Elfter Abschnitt. Schlußbestimmungen.

§ 93. Die öffentlichen Behörden dürfen sich nur innerhalb der ihnen rechtlich zugewiesenen Zuständigkeit betätigen. Ohne rechtliche Grundlage darf keine obrigkeitliche Tätigkeit ausgeübt werden.

§ 94. Den Beamten und ihren Hinterbliebenen werden ihre Rechte gewährleistet.

§ 95. Das Staatsgrundgesetz vom 22. November 1852 nebst Anlagen wird aufgehoben. Die übrigen Landesgesetze bleiben in Kraft, soweit sie nicht im Widerspruch zu dieser Verfassung stehen.

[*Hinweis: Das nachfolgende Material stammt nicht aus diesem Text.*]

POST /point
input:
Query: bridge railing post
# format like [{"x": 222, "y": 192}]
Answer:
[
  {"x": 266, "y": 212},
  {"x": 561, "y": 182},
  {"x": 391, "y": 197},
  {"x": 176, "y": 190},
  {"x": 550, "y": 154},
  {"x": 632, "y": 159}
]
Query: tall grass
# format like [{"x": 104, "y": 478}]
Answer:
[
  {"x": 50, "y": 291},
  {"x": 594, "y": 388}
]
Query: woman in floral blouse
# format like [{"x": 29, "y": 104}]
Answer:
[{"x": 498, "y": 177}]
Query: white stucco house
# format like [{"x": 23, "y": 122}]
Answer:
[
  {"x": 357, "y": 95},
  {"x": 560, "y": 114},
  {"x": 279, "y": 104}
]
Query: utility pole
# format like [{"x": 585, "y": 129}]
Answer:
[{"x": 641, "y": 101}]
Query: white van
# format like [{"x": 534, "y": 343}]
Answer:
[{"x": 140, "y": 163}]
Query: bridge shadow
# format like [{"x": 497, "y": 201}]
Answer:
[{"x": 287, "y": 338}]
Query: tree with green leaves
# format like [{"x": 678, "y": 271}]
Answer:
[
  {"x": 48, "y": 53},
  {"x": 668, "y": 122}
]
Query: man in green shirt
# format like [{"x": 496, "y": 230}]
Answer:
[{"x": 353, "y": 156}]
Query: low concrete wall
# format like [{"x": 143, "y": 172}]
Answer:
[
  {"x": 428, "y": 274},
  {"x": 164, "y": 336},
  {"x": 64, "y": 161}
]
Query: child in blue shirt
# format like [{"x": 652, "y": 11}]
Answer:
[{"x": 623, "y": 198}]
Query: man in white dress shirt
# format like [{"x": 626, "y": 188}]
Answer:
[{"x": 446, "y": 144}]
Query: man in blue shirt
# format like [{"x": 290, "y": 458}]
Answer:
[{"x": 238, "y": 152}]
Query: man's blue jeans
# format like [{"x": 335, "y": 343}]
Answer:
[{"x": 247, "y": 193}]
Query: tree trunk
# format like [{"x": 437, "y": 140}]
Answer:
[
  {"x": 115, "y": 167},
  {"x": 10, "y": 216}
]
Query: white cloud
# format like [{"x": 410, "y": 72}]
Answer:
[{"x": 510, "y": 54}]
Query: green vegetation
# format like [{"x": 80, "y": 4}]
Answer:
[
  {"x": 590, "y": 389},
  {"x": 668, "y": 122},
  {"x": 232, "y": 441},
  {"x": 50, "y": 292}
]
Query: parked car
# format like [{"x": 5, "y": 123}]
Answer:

Die bisher vom Direktorium erlassenen Gesetze und Verordnungen mit Gesetzeskraft werden bestätigt. Die übrigen Verordnungen und Erlasse des Direktoriums werden als von der zuständigen höchsten Regierungsbehörde erlassen anerkannt.

§ 96. Die Befugnisse, die bisher dem Großherzoge und der Staatsregierung zustanden, gehen auf das Staatsministerium über, soweit nicht in dieser Verfassung etwas anderes bestimmt ist.

§ 97. Die bisherigen Einrichtungen der evangelischen Kirche im Landesteil Lübeck bleiben solange bestehen, bis dort eine Neuordnung stattgefunden hat.

§ 98. Die verfassunggebende Landesversammlung ist befugt, für die Dauer der Wahlperiode (§ 51) oder einen Teil derselben sich als ordentlicher Landtag einzusetzen.

§ 99. Diese Verfassung tritt mit ihrer Verkündung  durch den Präsidenten der Landesversammlung in Kraft. Vor der Verkündung sind die Paragraphen neu zu nummerieren.

    Oldenburg, den 17. Juni 1919.

Der Präsident der verfassunggebenden Landesversammlung
Tantzen
(Stollhamm)

Die Verfassung ist infolge der Gleichschaltungsgesetze des Reichs (vom 31. März 1933 und vom 7. April 1933) sowie dem Reichsgesetz über den Neubau des Reiches vom 30. Januar 1934 faktisch nicht mehr anwendbar. Das Land Oldenburg  wurde 1945 mit einem eigenständigen Ministerpräsidenten wieder eigenständiges Land der britischen Besatzungszone, doch durch deren Verordnung Nr. 55 mit Wirkung vom 1. November 1946 mit den Ländern Hannover, Braunschweig und Schaumburg-Lippe zum neuen Land Niedersachsen verschmolzen.
 


Quelle: Gesetzblatt für den Freistaat Oldenburg 1919 Nr. 46 S. 391ff.
Otto Ruthenberg, Verfassungsgesetze des Deutschen Reiches und der deutschen Länder

nach dem Stande vom 1. Februar 1926
E.R.Huber, Deutsche Verfassungsgeschichte seit 1789 Band 6 S. 821ff.